Steinway sale to hedge fund confirmed (CityIndex)
The sale of Steinway Musical Instruments Inc (NYSE:LVB) has been confirmed, after a deal that values the firm at $512 million (£330 million) was agreed with a hedge fund. Paulson & Co made a larger offer than a previous bid that had been made by rival firm Kohlberg & Co, which says it will not be looking to increase its own offer. Shares in Steinway Musical Instruments Inc (NYSE:LVB) rose by around six per cent on the back of the news of the sale, pushing its stocks close to the sale price agreed with the hedge fund. Sales were up by only two per cent for the piano manufacturer last year, so the new owner will need to find a way to turn the business around in the coming months and years.

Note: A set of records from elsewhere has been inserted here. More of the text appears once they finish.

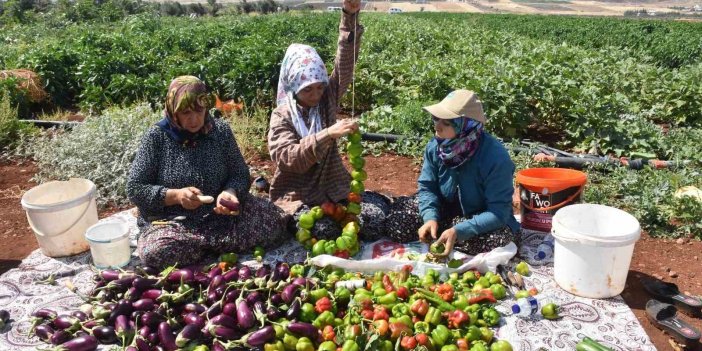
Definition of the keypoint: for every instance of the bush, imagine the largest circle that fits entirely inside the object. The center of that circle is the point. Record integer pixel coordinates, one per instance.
(101, 149)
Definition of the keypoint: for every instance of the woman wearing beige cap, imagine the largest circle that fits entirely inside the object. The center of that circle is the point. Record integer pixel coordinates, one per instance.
(465, 187)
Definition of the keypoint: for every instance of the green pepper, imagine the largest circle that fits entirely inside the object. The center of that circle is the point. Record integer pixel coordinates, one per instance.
(440, 335)
(289, 341)
(406, 320)
(401, 309)
(304, 344)
(433, 316)
(491, 317)
(350, 345)
(307, 313)
(327, 346)
(460, 302)
(473, 333)
(318, 294)
(423, 328)
(387, 299)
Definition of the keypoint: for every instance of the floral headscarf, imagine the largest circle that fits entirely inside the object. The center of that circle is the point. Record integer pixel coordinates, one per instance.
(456, 151)
(185, 92)
(301, 67)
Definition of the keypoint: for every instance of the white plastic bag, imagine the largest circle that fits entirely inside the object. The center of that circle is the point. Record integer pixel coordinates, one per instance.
(385, 255)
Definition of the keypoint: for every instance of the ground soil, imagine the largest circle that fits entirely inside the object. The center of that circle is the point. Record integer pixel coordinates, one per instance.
(672, 260)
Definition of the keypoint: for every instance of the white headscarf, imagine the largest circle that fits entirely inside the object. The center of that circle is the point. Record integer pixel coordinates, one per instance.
(301, 67)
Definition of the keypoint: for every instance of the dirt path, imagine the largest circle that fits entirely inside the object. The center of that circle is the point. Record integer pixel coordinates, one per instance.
(671, 260)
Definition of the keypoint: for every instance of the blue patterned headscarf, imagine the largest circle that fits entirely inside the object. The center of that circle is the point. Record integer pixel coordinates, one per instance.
(456, 151)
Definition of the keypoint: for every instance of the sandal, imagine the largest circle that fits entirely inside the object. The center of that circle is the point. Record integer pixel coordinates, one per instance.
(669, 293)
(662, 315)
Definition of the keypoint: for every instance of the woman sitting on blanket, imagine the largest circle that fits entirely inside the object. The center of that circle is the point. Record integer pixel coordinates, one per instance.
(465, 188)
(303, 134)
(186, 154)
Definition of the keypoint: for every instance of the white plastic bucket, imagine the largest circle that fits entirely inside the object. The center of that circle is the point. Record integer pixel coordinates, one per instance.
(593, 249)
(59, 212)
(109, 244)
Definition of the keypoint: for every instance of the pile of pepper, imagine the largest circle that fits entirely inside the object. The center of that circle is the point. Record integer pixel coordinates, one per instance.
(346, 244)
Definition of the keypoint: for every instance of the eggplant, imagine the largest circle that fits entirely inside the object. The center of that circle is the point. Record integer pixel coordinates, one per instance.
(229, 309)
(81, 343)
(231, 275)
(185, 275)
(244, 316)
(224, 321)
(143, 305)
(59, 337)
(294, 310)
(44, 332)
(253, 297)
(166, 337)
(193, 318)
(244, 273)
(189, 333)
(304, 329)
(289, 293)
(105, 334)
(260, 337)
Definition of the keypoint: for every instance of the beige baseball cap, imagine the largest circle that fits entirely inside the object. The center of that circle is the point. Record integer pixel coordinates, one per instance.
(458, 103)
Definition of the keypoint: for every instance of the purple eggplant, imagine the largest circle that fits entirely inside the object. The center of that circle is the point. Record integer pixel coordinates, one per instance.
(143, 305)
(194, 319)
(185, 275)
(105, 334)
(304, 329)
(244, 315)
(166, 337)
(289, 293)
(229, 309)
(81, 343)
(188, 334)
(231, 275)
(224, 321)
(44, 332)
(59, 337)
(244, 273)
(293, 310)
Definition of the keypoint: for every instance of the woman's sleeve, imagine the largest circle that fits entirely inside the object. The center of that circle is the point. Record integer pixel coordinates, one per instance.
(142, 189)
(288, 151)
(428, 192)
(349, 44)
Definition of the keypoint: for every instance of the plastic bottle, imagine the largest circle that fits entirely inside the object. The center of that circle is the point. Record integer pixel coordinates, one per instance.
(530, 306)
(545, 250)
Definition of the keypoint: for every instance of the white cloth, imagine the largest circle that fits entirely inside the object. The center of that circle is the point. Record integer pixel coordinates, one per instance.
(301, 67)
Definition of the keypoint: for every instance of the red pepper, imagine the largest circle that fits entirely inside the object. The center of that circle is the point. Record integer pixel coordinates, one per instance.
(387, 283)
(323, 304)
(328, 333)
(420, 307)
(445, 291)
(408, 342)
(381, 312)
(482, 295)
(457, 318)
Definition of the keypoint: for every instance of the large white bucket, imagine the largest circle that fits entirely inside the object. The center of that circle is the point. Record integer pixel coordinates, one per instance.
(59, 212)
(593, 249)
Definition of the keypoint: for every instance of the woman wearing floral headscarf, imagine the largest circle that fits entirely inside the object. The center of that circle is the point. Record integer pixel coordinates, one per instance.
(465, 188)
(303, 128)
(186, 154)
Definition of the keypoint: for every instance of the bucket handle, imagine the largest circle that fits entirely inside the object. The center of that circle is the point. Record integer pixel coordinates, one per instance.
(552, 207)
(87, 206)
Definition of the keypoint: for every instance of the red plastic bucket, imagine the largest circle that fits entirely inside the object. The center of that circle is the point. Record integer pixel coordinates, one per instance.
(542, 191)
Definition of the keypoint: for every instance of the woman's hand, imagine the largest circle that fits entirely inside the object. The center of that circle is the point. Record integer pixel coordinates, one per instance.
(342, 127)
(228, 195)
(429, 228)
(352, 6)
(448, 238)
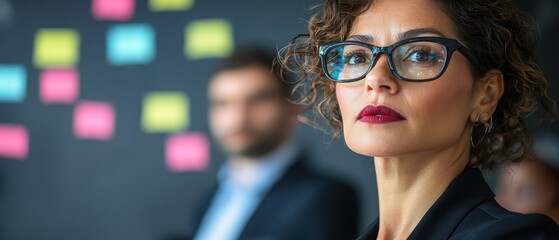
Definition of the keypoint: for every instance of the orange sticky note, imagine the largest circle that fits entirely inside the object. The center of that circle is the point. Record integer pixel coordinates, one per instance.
(94, 120)
(119, 10)
(14, 141)
(59, 86)
(187, 152)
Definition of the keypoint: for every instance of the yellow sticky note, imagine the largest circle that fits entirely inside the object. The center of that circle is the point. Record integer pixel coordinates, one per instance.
(165, 112)
(208, 38)
(56, 48)
(170, 5)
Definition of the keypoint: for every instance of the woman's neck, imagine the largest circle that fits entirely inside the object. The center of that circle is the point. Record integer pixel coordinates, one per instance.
(408, 187)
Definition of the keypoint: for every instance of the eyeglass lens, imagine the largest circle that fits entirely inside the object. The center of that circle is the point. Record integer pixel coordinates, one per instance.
(411, 61)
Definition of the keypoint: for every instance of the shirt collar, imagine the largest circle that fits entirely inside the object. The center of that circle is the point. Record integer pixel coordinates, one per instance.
(265, 173)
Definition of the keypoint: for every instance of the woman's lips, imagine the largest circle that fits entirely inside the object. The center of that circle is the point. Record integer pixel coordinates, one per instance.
(379, 114)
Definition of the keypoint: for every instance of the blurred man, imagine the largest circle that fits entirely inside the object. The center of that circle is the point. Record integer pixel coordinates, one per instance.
(532, 186)
(264, 190)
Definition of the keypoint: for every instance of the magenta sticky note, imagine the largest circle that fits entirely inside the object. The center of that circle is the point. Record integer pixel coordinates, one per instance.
(94, 120)
(14, 141)
(187, 152)
(59, 86)
(119, 10)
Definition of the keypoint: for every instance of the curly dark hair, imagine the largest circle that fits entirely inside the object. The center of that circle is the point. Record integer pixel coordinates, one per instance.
(500, 37)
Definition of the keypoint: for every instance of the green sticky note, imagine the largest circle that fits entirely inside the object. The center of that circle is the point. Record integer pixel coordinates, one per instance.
(170, 5)
(56, 48)
(165, 112)
(208, 38)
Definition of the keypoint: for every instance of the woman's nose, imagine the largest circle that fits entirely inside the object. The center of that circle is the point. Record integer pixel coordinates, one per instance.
(380, 78)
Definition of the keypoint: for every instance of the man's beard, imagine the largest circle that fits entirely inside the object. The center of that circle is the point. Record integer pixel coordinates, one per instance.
(261, 143)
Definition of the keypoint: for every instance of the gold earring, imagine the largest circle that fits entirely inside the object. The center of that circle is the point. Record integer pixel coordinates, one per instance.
(487, 124)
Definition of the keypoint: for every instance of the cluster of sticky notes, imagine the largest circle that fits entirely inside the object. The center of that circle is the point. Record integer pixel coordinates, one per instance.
(14, 141)
(187, 152)
(170, 5)
(13, 83)
(59, 86)
(130, 44)
(119, 10)
(56, 48)
(165, 112)
(94, 120)
(208, 38)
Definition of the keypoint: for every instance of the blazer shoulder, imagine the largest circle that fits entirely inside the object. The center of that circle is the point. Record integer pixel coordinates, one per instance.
(499, 223)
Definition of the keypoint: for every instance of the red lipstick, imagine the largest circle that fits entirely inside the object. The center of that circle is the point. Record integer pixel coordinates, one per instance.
(379, 114)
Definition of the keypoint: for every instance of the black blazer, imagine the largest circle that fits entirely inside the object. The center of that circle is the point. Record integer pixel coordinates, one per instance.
(467, 210)
(302, 205)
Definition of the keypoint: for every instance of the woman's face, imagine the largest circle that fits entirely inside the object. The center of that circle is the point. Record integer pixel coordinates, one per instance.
(433, 115)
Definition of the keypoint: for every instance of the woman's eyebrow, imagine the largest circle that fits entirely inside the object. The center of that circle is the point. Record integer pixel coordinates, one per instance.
(418, 31)
(361, 38)
(405, 35)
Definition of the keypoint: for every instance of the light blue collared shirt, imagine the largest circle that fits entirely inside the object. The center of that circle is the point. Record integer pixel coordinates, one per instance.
(235, 201)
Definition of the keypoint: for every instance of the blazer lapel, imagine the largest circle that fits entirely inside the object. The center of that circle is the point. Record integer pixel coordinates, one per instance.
(463, 194)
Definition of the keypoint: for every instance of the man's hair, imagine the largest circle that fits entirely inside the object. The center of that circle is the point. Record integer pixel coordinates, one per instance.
(256, 56)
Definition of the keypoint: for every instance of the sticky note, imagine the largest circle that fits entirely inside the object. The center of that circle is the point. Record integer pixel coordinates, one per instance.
(59, 86)
(165, 112)
(208, 38)
(130, 44)
(13, 83)
(94, 120)
(7, 14)
(14, 141)
(187, 152)
(56, 48)
(119, 10)
(170, 5)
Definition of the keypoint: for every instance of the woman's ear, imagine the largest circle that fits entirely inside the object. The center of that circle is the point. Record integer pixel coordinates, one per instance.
(488, 92)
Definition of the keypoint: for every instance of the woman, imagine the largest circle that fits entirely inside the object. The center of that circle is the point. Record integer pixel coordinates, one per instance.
(434, 90)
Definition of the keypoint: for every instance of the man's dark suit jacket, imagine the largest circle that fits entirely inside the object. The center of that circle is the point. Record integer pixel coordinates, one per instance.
(467, 210)
(302, 205)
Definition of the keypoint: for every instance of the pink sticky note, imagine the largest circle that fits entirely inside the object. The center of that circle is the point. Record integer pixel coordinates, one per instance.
(120, 10)
(14, 141)
(187, 152)
(59, 86)
(94, 120)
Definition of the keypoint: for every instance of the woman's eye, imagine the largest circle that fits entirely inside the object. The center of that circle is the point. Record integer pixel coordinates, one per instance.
(355, 59)
(422, 56)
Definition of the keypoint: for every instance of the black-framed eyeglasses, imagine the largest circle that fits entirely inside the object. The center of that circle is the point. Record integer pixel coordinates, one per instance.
(417, 59)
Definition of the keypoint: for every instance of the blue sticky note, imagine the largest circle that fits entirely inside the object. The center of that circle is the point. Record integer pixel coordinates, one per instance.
(13, 83)
(130, 44)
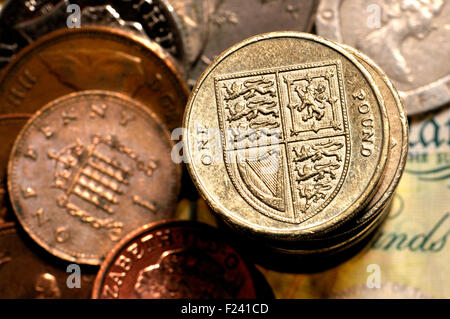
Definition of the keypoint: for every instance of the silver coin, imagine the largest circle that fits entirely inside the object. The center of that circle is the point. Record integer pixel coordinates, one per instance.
(231, 21)
(24, 21)
(193, 17)
(409, 40)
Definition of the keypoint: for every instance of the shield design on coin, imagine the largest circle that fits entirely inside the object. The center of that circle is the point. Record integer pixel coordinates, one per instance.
(285, 137)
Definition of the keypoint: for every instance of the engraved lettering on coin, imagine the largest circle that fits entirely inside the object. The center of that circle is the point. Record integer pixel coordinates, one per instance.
(98, 179)
(62, 234)
(291, 136)
(302, 107)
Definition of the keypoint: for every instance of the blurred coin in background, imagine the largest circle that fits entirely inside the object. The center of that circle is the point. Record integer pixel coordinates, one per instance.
(89, 168)
(91, 58)
(174, 259)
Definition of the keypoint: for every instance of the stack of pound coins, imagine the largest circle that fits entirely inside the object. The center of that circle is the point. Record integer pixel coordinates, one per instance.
(296, 142)
(86, 168)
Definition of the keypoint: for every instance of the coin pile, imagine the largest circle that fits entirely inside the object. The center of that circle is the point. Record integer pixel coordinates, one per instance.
(297, 142)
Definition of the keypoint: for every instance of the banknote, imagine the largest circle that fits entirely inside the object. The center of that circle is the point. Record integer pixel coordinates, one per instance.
(408, 257)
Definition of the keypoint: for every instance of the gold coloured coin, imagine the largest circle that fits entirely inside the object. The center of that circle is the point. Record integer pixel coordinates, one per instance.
(376, 210)
(87, 169)
(286, 136)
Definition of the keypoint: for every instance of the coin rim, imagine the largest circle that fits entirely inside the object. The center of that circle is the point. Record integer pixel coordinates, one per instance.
(31, 230)
(164, 224)
(153, 48)
(289, 234)
(332, 28)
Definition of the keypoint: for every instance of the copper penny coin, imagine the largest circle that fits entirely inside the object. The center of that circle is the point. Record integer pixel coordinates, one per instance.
(174, 259)
(26, 271)
(89, 168)
(94, 58)
(10, 126)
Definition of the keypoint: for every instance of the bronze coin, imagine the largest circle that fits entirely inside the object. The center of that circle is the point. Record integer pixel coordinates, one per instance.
(10, 126)
(174, 259)
(89, 168)
(287, 136)
(94, 58)
(26, 271)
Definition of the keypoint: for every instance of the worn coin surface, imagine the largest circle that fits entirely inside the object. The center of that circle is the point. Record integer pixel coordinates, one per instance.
(10, 126)
(89, 168)
(298, 136)
(28, 272)
(23, 22)
(193, 16)
(94, 58)
(174, 259)
(409, 40)
(231, 21)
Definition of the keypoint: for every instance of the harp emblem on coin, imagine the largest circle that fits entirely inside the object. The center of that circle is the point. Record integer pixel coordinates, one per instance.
(285, 137)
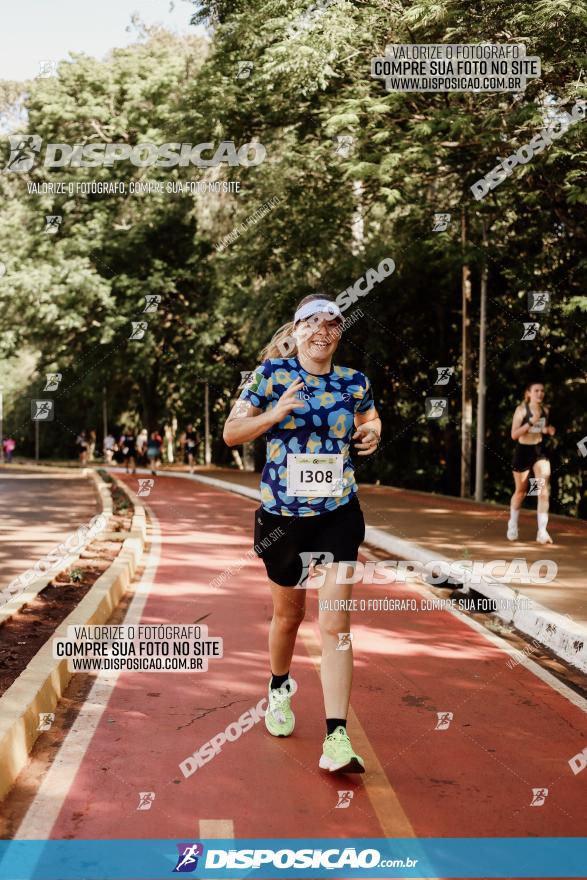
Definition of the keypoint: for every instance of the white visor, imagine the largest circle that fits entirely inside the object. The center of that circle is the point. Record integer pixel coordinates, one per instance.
(315, 307)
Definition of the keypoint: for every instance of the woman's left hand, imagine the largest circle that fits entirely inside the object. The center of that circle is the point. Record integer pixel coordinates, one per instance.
(368, 439)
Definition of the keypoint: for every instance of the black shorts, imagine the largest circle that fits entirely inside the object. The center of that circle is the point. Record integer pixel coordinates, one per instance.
(279, 540)
(525, 456)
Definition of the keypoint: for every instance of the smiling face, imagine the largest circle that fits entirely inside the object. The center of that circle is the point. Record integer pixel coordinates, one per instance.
(535, 393)
(321, 344)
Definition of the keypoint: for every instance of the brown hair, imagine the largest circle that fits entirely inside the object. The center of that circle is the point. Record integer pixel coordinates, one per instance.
(272, 349)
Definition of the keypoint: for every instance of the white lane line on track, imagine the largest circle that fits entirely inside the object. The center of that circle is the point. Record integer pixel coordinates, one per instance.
(45, 808)
(216, 828)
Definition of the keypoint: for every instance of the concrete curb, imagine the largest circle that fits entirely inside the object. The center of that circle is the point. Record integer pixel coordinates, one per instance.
(557, 632)
(41, 685)
(566, 638)
(38, 584)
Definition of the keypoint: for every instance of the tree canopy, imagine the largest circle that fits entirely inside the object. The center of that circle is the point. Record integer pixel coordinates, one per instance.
(353, 174)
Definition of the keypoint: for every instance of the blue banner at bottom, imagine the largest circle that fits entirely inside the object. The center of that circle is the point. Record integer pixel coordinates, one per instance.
(270, 858)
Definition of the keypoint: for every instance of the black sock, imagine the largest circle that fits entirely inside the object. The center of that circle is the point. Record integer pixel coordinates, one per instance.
(278, 681)
(333, 723)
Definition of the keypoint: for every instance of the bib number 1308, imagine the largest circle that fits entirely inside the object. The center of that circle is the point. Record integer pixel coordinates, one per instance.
(314, 475)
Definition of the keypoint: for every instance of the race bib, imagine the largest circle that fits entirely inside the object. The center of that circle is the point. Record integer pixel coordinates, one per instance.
(314, 475)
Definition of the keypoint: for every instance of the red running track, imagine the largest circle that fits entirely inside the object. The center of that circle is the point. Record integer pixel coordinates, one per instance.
(511, 732)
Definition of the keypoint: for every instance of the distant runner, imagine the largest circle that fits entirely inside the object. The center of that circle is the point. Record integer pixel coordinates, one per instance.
(154, 450)
(127, 445)
(529, 424)
(190, 442)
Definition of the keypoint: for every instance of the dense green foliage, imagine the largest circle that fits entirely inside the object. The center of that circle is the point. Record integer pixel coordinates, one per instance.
(70, 298)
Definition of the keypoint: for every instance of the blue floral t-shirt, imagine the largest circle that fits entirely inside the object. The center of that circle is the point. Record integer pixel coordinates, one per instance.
(324, 425)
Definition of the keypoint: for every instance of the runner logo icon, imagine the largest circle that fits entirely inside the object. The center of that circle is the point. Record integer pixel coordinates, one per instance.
(539, 795)
(187, 860)
(444, 719)
(23, 151)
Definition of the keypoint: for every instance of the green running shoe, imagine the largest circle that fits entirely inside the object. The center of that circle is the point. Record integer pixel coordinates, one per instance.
(279, 718)
(338, 755)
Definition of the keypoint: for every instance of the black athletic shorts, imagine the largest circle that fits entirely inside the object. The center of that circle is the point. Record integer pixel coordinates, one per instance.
(525, 456)
(338, 532)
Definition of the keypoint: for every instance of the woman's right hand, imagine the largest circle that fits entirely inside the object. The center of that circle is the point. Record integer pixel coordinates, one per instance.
(288, 402)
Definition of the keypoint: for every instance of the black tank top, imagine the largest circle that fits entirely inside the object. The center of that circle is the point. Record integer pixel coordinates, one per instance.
(528, 415)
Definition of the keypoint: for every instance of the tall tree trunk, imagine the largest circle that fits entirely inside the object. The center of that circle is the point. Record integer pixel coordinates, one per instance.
(481, 383)
(466, 399)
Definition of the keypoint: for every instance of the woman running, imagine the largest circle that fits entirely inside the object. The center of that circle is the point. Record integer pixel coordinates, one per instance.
(154, 445)
(308, 409)
(530, 422)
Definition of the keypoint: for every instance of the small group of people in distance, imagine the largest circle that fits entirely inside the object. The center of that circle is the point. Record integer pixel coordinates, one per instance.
(142, 449)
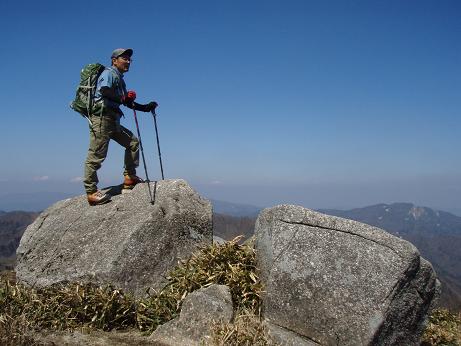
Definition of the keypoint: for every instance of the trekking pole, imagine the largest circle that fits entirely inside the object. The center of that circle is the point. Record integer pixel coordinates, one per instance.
(143, 158)
(158, 143)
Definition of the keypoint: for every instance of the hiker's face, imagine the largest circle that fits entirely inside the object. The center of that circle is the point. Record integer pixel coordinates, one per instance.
(122, 63)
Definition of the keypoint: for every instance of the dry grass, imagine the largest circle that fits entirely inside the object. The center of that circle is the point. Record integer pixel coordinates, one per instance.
(444, 328)
(77, 306)
(86, 307)
(246, 330)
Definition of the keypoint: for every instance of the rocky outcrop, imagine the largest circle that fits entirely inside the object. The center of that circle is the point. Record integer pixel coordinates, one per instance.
(340, 282)
(129, 242)
(199, 311)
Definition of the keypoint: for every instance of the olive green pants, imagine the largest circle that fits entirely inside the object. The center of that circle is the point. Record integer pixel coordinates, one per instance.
(102, 130)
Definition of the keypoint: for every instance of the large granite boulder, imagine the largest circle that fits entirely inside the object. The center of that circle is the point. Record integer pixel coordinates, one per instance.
(341, 282)
(129, 242)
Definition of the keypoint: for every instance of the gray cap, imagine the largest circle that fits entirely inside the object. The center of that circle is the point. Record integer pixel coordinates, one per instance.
(120, 51)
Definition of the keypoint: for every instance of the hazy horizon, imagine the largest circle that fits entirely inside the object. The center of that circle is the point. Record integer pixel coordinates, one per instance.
(325, 104)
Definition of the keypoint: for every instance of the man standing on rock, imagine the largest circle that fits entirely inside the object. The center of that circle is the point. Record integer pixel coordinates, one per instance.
(111, 92)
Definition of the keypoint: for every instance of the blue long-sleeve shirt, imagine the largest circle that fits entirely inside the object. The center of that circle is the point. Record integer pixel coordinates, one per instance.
(113, 79)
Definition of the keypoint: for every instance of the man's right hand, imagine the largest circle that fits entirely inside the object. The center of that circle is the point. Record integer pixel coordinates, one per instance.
(129, 98)
(151, 106)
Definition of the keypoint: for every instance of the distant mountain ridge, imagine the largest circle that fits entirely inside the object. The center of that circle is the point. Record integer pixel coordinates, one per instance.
(234, 209)
(403, 218)
(436, 234)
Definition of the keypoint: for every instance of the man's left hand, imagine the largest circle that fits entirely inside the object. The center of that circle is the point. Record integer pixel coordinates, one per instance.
(151, 106)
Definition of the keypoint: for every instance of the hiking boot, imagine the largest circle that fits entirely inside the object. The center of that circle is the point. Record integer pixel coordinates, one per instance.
(98, 197)
(130, 181)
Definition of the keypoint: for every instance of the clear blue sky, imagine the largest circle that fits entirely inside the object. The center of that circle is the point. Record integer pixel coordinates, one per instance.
(334, 104)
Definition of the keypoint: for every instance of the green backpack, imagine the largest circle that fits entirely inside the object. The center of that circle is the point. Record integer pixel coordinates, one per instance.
(86, 90)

Gold Bull Paulson Cuts SPDR Stake by Half Amid Bear Market (BusinessWeek)
Billionaire hedge fund manager John Paulson, who told investors as recently as last month that they should own gold, cut his holdings in the metal by more than half as prices plunged into a bear market. Paulson & Co., the largest investor in the SPDR Gold Trust (ETF) (NYSEARCA:GLD), the biggest exchange-traded product for the metal, pared its stake to 10.2 million shares in the three months ended June 30 from 21.8 million at the end of the first quarter, according to a government filing yesterday. The New York-based firm, which manages $18 billion, cut its ownership for the first time since 2011 “due to a reduced need for hedging,” according to an e-mailed response to questions. It also sold options to buy shares in Barrick Gold Corporation (USA) (NYSE:ABX) in the future, filings show.
SEC halts fraud by Ohio-based hedge fund manager (HedgeWeek)
The Securities and Exchange Commission has filed an emergency action charging Anthony J Davian and his Richfield, Ohio-based asset management firm with defrauding investors in hedge funds they manage. A federal district court granted the SEC’s motion for emergency relief, halting the fraud. The SEC alleges that since 2011 Davian, a 34-year old resident of Copley, Ohio, has raised more than USD1.5m from investors by promoting Davian Capital Advisors as a highly successful investment management firm that manages a portfolio of profitable hedge funds.